Soon thereafter Tony Hunter and Bartholomew M. Sefton of the Salk Institute for Biological Studies reported that pp60v-src attaches phosphate ions specifically to the amino acid tyrosine. That put pp60v-src outside the known classes of protein kinases, which phosphorylate the amino acids serine and threonine. The phosphorylation of tyrosine has turned out to be a common characteristic of oncogene-encoded enzymes; surprisingly, it also has a role in regulating the growth of normal cells.

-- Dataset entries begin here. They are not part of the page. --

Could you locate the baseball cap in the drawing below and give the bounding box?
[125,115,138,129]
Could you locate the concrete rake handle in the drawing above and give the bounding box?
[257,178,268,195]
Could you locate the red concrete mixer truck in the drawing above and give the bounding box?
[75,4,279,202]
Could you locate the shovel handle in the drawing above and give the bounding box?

Not many years ago phosphate appeared to most biologists to be a mundane material and its transfer to proteins a humble event. Now it is clear that the phosphorylation of proteins is one of the central means by which the activities of growing cells are governed. One enzyme, by phosphorylating a number of proteins, can vastly alter the functioning of a cell. In the case of pp60v-src two modes of action have been proposed. The enzyme could phosphorylate a single protein, precipitating a cascade of events that together give rise to the properties of a cancer cell; alternatively, the enzyme could phosphorylate numerous proteins, directly affecting the functions of each of them and perhaps precipitating secondary events or even cascades in turn. What little is known at the moment makes it seem likely that the second alternative correctly describes the action of pp60v-src.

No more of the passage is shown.